Revati Upadhya said...

aj: lobster theory never goes out of fashion. you dont know anything. and you continue to ignore.

biriya: yeah da. the drunkestestestEST iv EVER been was around you!

Arjun Kartha said...

My dear girl! I vividly remember what the 'contract' is :)

Maybe I'll tell you about it someday. Haha, the day we're getting drunk at each other's wedding sounds like a good bet!

Vivek Chugh said...

Why am I 4th on the list? Don you guys wonder how those numbers got allotted? How do u spell alloted by the way? I mean im not saying that I should be 3rd or anything but why not 5th or 6th or anything? Why only 4th? I like Seven and one.

utts said...

It's when things like this are said, that you really what your friends mean to you and what you mean to them=)
I lowe you ma,manys and muches.
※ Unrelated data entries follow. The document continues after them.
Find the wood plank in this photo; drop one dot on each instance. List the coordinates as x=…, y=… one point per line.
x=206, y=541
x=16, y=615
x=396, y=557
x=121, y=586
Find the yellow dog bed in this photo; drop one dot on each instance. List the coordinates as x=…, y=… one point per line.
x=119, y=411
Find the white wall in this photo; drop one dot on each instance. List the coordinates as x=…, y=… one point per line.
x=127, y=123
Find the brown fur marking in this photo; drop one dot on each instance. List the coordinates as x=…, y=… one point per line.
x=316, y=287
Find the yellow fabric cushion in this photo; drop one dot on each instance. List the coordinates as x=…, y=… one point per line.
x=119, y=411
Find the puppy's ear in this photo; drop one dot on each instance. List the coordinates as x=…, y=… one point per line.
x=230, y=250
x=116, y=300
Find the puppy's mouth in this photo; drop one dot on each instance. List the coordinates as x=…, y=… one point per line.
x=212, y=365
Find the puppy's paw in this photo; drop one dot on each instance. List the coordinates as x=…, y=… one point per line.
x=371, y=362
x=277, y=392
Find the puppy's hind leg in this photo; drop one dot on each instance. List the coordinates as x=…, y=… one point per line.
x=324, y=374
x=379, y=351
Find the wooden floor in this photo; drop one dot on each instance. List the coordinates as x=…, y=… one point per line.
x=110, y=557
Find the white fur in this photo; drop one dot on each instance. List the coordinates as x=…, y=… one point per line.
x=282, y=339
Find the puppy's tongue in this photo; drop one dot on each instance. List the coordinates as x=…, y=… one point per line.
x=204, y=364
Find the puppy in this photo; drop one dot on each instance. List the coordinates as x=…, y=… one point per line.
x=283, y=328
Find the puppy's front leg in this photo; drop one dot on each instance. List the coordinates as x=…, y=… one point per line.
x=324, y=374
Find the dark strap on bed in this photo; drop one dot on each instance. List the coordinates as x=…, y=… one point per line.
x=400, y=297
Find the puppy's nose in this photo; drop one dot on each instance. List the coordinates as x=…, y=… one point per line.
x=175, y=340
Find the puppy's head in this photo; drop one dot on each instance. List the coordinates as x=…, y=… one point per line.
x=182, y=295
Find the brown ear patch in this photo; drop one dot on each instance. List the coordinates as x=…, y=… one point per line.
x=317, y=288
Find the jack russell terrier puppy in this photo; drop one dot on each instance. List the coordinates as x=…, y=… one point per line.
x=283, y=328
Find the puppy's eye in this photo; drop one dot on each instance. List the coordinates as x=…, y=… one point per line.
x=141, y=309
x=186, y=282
I'm glad we did the full circle=)
sniff sniff(happy tears ok!)

akshay said...

if i ignored my comment wouldn't be the first. there wouldn't be a comment. lobsters come and go, it's evident now.

Revati Upadhya said...

akshay: shut up and call me when you feel like it

akshay said...

as much as you like to see me.

:p

Anonymous said...

hahahah.. :) :)

Ambika said...

cool list!
:D

Vivek Chugh said...

I'm still waiting for you to reply...why 4th?

Revati Upadhya said...

because youre 4th important. dummass.

utts said...

Was just reading thru this, 2 points to be made.

1. You DID keep VC for life !

2. Did Kartha get drunj at your wedding?

3. I want hot vada from Adigas.

Revati Upadhya said...

HAHAHA yeah.. i didnt think of it that way!

vc is in life for good now..whether he likes it or no.. i believe ak did get drunk at my shaadi.. and just you kame-oon for bangalore trip i say!